By May 2015, this external-sector adjustment brought down consumer price inflation, and gave the central bank room to normalize rates to counter the cycle. The CBR was, in part, helped by the bottoming out of oil prices in February, while the Fed’s dovish tone in March triggered a relief rally of sorts for oversold high-beta assets, eventually lifting the rouble 40% above its winter lows.
During the freezing of liquidity in the interbank market, the CBR stabilized the financial system with changes to its FX facilities, with banks relying primarily on FX repos to ease dollar funding pressures in the interbank market. But in March, the CBR was able to increase the cost of these FX facilities.
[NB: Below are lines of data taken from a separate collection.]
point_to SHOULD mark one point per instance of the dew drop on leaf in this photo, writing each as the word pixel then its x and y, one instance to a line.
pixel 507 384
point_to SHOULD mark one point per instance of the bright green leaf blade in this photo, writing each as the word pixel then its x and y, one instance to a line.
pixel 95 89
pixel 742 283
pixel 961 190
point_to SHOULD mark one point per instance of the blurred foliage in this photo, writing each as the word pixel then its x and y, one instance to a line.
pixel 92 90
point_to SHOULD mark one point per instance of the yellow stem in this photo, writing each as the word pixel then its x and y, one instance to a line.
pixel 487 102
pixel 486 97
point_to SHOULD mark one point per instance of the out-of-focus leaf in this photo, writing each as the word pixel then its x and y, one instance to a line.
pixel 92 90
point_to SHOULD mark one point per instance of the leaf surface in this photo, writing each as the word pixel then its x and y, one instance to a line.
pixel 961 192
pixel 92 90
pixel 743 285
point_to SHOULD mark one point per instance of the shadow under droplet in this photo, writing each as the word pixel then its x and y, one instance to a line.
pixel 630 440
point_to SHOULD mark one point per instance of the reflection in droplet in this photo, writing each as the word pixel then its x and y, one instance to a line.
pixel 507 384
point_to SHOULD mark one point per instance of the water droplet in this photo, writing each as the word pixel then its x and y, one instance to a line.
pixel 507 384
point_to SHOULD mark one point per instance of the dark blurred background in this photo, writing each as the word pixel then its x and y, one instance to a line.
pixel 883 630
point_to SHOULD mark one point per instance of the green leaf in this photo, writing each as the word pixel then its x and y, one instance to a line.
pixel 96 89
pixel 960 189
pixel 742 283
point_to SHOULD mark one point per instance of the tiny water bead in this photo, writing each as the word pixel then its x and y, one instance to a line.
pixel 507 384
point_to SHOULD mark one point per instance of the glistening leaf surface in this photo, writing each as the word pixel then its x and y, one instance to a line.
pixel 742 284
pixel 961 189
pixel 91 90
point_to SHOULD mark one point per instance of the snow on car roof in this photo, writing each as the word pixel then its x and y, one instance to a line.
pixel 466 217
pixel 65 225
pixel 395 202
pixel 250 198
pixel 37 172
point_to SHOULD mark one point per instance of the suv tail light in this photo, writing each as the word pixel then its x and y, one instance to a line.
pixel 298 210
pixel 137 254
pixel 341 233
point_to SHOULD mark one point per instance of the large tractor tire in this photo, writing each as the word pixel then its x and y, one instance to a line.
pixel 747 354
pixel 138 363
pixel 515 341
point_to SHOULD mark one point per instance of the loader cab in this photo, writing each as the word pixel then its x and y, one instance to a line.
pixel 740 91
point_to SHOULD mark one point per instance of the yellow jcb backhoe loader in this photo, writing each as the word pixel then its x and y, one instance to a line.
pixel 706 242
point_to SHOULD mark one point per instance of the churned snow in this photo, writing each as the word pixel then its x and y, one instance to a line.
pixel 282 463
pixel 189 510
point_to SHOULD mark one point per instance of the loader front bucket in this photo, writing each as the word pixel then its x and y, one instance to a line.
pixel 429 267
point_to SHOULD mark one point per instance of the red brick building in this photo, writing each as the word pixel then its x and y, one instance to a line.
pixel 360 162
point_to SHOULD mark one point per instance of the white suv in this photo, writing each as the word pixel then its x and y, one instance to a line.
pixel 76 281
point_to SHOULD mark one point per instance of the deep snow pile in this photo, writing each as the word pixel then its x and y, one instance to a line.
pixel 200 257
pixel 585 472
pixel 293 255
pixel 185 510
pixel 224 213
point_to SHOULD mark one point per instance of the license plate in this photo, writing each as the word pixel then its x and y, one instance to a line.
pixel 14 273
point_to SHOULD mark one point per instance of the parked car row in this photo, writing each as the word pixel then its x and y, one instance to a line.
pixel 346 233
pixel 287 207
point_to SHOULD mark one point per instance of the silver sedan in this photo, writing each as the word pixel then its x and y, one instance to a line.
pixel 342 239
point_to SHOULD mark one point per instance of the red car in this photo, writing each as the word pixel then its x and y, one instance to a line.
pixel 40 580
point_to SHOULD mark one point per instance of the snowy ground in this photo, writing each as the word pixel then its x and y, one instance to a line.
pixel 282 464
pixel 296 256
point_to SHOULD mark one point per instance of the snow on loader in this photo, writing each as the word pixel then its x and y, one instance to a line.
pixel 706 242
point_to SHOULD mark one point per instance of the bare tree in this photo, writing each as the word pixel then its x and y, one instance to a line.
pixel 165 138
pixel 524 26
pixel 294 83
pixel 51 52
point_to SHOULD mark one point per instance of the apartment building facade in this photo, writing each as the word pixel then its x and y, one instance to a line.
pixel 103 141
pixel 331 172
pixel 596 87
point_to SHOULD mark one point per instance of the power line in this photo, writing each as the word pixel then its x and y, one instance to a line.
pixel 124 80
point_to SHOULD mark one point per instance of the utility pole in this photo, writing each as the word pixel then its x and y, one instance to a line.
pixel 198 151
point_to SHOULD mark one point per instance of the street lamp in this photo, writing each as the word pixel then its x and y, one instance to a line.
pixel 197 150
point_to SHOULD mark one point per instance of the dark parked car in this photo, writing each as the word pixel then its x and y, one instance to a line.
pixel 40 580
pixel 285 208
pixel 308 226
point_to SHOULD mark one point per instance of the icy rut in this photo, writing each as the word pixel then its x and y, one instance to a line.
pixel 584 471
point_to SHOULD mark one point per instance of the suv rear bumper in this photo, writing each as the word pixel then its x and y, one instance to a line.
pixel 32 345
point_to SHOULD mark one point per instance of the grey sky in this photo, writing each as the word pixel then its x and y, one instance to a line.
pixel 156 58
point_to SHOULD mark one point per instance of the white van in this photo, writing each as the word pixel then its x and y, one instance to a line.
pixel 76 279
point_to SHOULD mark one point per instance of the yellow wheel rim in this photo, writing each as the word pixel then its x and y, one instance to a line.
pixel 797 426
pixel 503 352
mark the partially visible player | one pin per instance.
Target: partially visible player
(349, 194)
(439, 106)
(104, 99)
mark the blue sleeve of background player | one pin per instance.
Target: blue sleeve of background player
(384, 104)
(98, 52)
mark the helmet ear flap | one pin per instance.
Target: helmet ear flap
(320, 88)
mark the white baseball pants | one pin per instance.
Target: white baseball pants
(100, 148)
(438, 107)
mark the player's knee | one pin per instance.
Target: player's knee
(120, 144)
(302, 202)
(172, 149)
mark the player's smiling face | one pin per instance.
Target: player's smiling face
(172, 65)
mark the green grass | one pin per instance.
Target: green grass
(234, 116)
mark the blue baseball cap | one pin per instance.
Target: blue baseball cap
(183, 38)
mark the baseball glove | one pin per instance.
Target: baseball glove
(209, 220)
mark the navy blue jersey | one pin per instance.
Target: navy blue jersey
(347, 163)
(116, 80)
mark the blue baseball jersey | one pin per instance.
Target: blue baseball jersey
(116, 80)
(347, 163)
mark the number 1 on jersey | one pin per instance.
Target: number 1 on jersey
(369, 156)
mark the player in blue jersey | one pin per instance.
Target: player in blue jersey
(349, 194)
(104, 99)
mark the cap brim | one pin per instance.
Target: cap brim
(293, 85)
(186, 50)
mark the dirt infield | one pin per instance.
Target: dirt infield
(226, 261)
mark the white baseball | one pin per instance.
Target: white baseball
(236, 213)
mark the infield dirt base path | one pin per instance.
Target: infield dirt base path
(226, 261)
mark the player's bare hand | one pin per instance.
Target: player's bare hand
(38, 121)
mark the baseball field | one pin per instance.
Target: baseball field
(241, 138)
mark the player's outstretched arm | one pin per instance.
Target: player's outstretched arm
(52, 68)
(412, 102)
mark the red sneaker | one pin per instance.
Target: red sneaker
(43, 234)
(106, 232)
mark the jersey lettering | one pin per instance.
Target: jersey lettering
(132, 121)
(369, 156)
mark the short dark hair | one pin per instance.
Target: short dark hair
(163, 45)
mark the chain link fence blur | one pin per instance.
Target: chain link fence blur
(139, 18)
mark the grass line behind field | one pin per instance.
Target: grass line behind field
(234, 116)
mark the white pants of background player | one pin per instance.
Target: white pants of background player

This move to support the rouble with cheap dollar liquidity via swaps – amounting to as much as $30 billion in the first quarter, effectively replacing traditional FX interventions – was so successful that the central bank hiked rates on the FX swaps twice in April to curb the rouble’s rise. In May, the CBR suspended the one-year FX repo facility and announced a daily programme of FX purchases to guard against external risks, signalling a remarkably rapid normalization of monetary policy after December’s excitements.
The CBR’s crisis-fighting skills win Nabiullina acclaim from foreign investors.
Edward Al-Hussainy, fixed income strategist at Peridiem Global Investors, adds: “Should the CBR get credit for its policy orthodoxy over the past year? Absolutely. It tightened policy rates by 950bp to 17% between April and December 2014, and subsequently cut them to 11% by July this year. Floating the rouble was perhaps the most impressive piece of the bank’s adjustment exercise because it allowed CBR to use its FX reserve cushion for refinancing corporate debt and providing liquidity assistance to banks instead of defending the currency.”
Indeed. Exogenous drivers of rouble volatility – capital flows, sanctions and commodity prices – will feed into second-round inflation expectations, moderate the pace of the central bank’s cuts and test its new inflation-targeting regime. The latter challenge is particularly acute given the uncertainty over the credibility of the data to assess inflation expectations.
Russia has well-known buffers. The stock of external debt as a proportion of GDP and total government debt is much lower than before 1998, while liquidity is ample. What’s more, Moscow tends to run a modest fiscal deficit and a current account surplus, while the flexible exchange rate acts as a shock absorber.
But the decline in Russian potential output in the years ahead could be more prolonged than after the 1998 crisis. The CBR under Nabiullina has given Moscow fiscal breathing room. But its anti-inflationary pro-rouble battle can only pay off if the government addresses supply-side bottlenecks and diversifies the economy away from the energy sector.